Cada vez que se anuncia una inversión millonaria en la Isla se generan tres sensaciones en la puntillosa sociedad menorquina. La primera, ilusión por las posibilidades de crecimiento económico. La segunda, escepticismo en cuanto que muchas han sido las reproducciones virtuales de atractivas instalaciones que se han quedado en nada más que eso Y la tercera, alerta por el componente de afectación medioambiental que toda gran intervención puede llegar a tener en esta afortunadamente ultrasensible Reserva de la Biosfera. La alerta, a su vez, llega por dos motivos, unos porque se preocupan por la cantidad de verde que sucumbirá, otros porque se ven encima las protestas y las trabas de los primeros, y ven en ello una posible causa de frustración de la cosa.
En el caso de los magnos proyectos turísticos de la fundación de Cas Compte parece que tanto los inversores como los políticos que les han abierto las puertas están dispuestos a que la tercera sensación quede anulada antes de que el proyecto se ponga en marcha. Es decir, pretenden que cualquier duda sobre la viabilidad legal de los hoteles y sus actividades anexas quede disipada desde un inicio, que se inyecte ya una vacuna a base de consenso que evite el inicio de un nuevo culebrón urbanístico de pancartas, mociones, manifestaciones y sentencias millonarias.
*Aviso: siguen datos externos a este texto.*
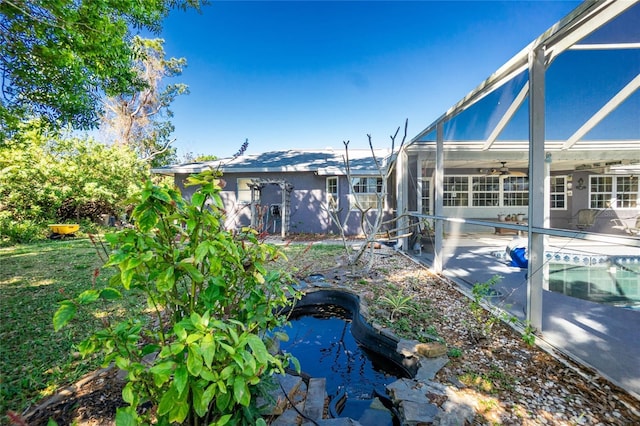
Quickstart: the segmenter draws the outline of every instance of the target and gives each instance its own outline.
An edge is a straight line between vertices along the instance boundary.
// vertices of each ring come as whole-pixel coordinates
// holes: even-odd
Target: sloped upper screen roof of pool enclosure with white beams
[[[530,123],[540,122],[553,168],[621,160],[637,166],[638,19],[639,0],[584,1],[418,133],[407,150],[433,149],[440,128],[449,167],[495,167],[500,160],[526,168]],[[543,57],[536,71],[544,73],[537,80],[543,81],[538,100],[544,108],[532,121],[530,77],[536,57]]]

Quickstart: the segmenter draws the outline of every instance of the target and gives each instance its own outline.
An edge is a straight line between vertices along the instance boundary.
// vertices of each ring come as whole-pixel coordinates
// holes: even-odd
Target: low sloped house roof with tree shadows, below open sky
[[[375,158],[384,166],[389,149],[376,149]],[[152,173],[163,175],[192,174],[210,169],[229,173],[290,173],[314,172],[318,175],[345,175],[344,150],[287,150],[261,154],[241,155],[214,161],[177,164],[158,167]],[[368,149],[349,149],[349,165],[352,174],[377,174],[375,159]]]

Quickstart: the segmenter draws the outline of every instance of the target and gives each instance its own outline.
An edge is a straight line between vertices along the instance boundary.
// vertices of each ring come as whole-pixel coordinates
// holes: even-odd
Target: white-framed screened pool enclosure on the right
[[[407,144],[403,242],[640,394],[640,3],[587,1]],[[428,95],[428,94],[427,94]],[[427,96],[428,98],[428,96]],[[428,230],[428,232],[424,232]],[[506,247],[526,250],[526,268]]]

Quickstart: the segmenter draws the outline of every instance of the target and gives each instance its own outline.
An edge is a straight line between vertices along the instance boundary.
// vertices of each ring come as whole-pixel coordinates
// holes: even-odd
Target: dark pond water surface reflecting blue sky
[[[351,326],[350,312],[335,306],[298,314],[292,316],[291,326],[283,329],[289,341],[280,346],[298,358],[304,373],[326,379],[330,397],[344,391],[347,402],[340,414],[358,419],[359,412],[368,407],[364,401],[374,397],[374,389],[385,395],[385,386],[406,373],[394,362],[360,346],[351,334]]]

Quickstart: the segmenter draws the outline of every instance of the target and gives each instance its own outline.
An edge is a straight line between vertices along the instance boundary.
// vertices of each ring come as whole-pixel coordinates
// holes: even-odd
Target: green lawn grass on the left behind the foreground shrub
[[[57,333],[52,325],[58,302],[105,285],[105,270],[93,282],[100,265],[87,239],[0,248],[0,415],[22,412],[100,365],[99,359],[81,359],[74,345],[100,328],[103,305],[79,312]],[[144,308],[138,297],[109,305],[116,314]]]

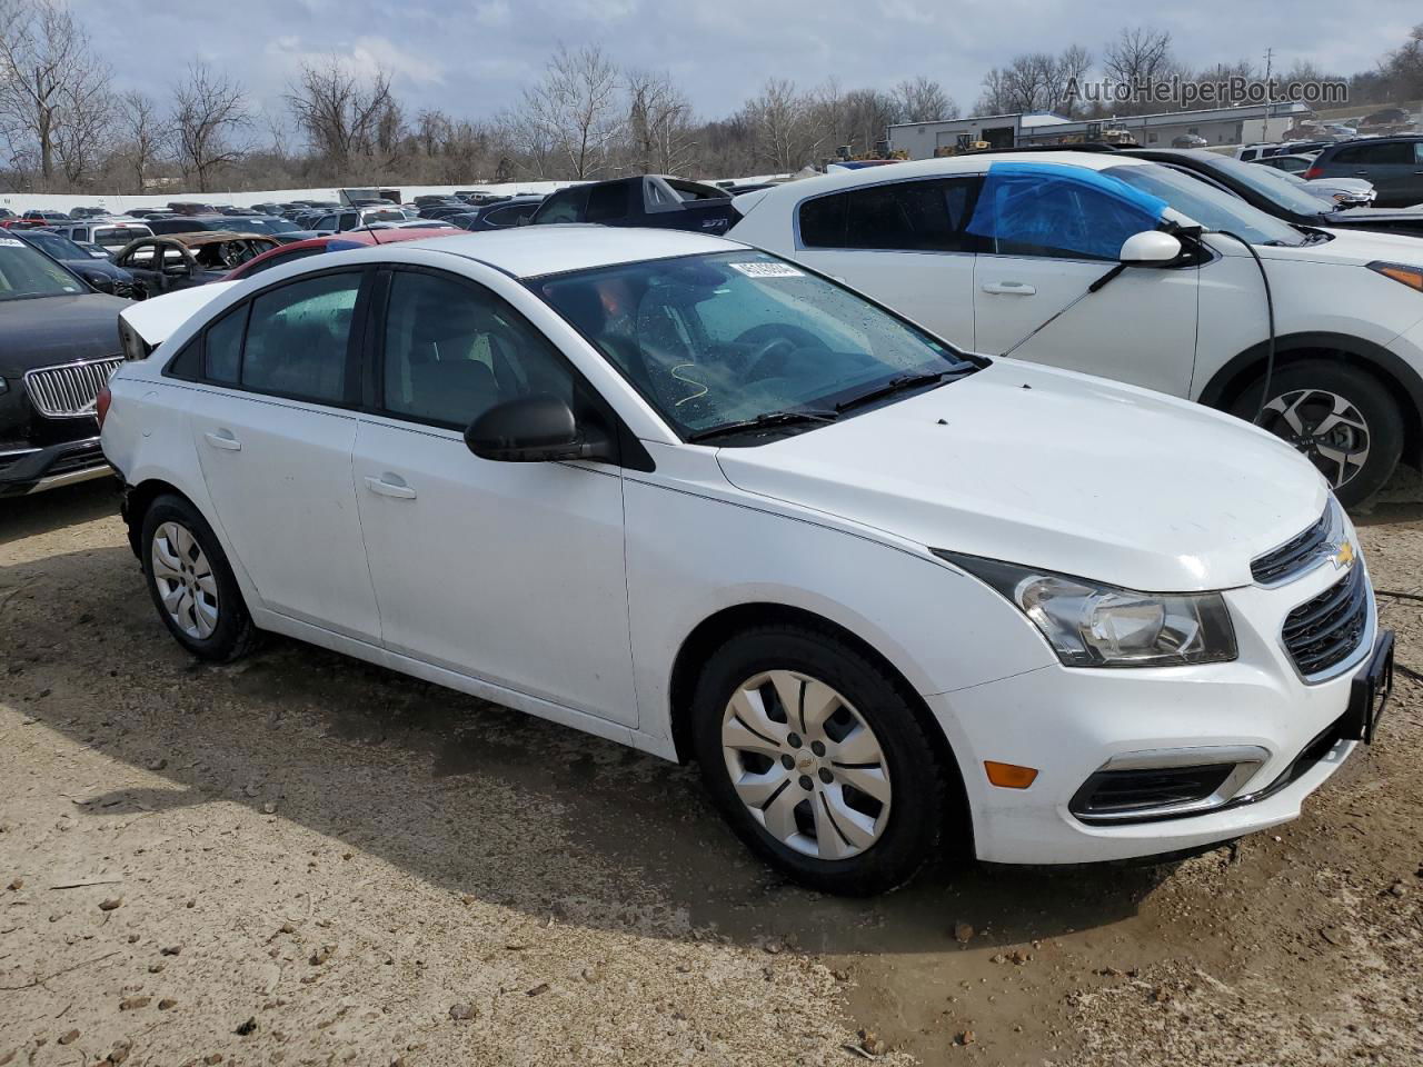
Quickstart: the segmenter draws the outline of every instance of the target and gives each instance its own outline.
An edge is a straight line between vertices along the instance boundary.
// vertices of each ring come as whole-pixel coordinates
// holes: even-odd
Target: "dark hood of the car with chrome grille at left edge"
[[[0,376],[117,356],[118,313],[129,304],[104,293],[0,302]]]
Vistos los precedentes, es normal que los que ponen la pasta pidan garantías de ausencia de trabas sobrevenidas, que se quieran evitar el titular en prensa de que les falta tal o cual papelillo. Aquí el político debe tener cintura y sin caer en el provincianismo de la disputa por Eurovegas, intentar que lo que se vaya a hacer sea digerible por toda la sociedad insular y respetuoso al cien por cien con una ley que adolece gravemente de falta de claridad. De otro modo, no estaríamos hablando de esto.